Le portail Proxima Mobile d’applications et de services aux citoyens

Le développement du portail européen de services Proxima Mobile, coordonné par la Délégation aux usages de l’internet (DUI) propose aux citoyens des applications mobiles sélectionnées et labellisées qui répondent à quatre critères : intérêt général, ergonomie, gratuité pour l’utilisateur final, absence de publicité. En complément, des appels à projets nationaux et européens permettent de stimuler le développement de nouvelles applications sur terminaux mobiles.

Source : Proxima Mobile

Malgré ces initiatives, la possibilité d’une prise en charge de la relation à l’usager par des opérateurs privés est bien réelle. En particulier, des progrès considérables peuvent être faits dans la gestion technique de services de compétence régalienne (eau, déchets, transports), grâce à la collecte et au traitement de données, permettant un pilotage de plus en plus fin. La capacité des opérateurs privés à exploiter ces données pourrait les amener à prendre en charge ces services, et à imposer progressivement aux citoyens une relation qui dépasse le champ du service public. L’exemple le plus marquant est sans doute celui de l’Île de Malte qui a confié la gestion des réseaux d’eau et d’électricité à IBM. L’entreprise informatique va y déployer des réseaux intelligents (smart grids) pour les compagnies nationales.

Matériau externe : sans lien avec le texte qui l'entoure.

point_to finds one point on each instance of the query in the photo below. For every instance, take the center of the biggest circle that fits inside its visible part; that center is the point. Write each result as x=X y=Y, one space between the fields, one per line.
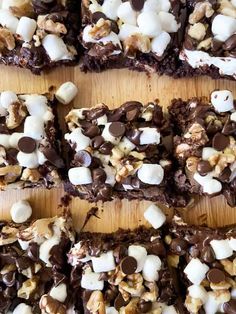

Le cloud computing, une opportunité à saisir … mais de quelle manière ?

La montée en puissance du cloud computing, à la fois chez les particuliers et dans les organisations, constitue une évolution majeure1 dans le domaine informatique. L’ « informatique en nuage » consiste à utiliser des serveurs à distance, accessibles par internet, pour traiter ou stocker de l’information. Ses avantages sont nombreux : baisse des coûts liée à la mutualisation des infrastructures et à la facturation à l’usage, capacités de stockage et de calcul quasi illimitées, évolutivité, flexibilité, etc. Il s’agit donc d’une opportunité majeure d’allègement des coûts et de flexibilisation des organisations, dont pourrait profiter l’administration pour se moderniser. La sécurité constitue cependant un frein important au développement du cloud computing2. L’administration ne peut pas prendre le risque de compromettre la confidentialité3 des données sensibles qu’elle doit héberger (données personnelles, données de santé, etc.). L’offre de cloud étant majoritairement nord-américaine, son utilisation est susceptible de remettre en question la souveraineté nationale dans ce domaine, comme le montrent les récentes révélations sur les programmes de surveillance et les systèmes d’écoute mis en place par le gouvernement américain.

1 Certains n’hésitent pas à parler de « révolution ».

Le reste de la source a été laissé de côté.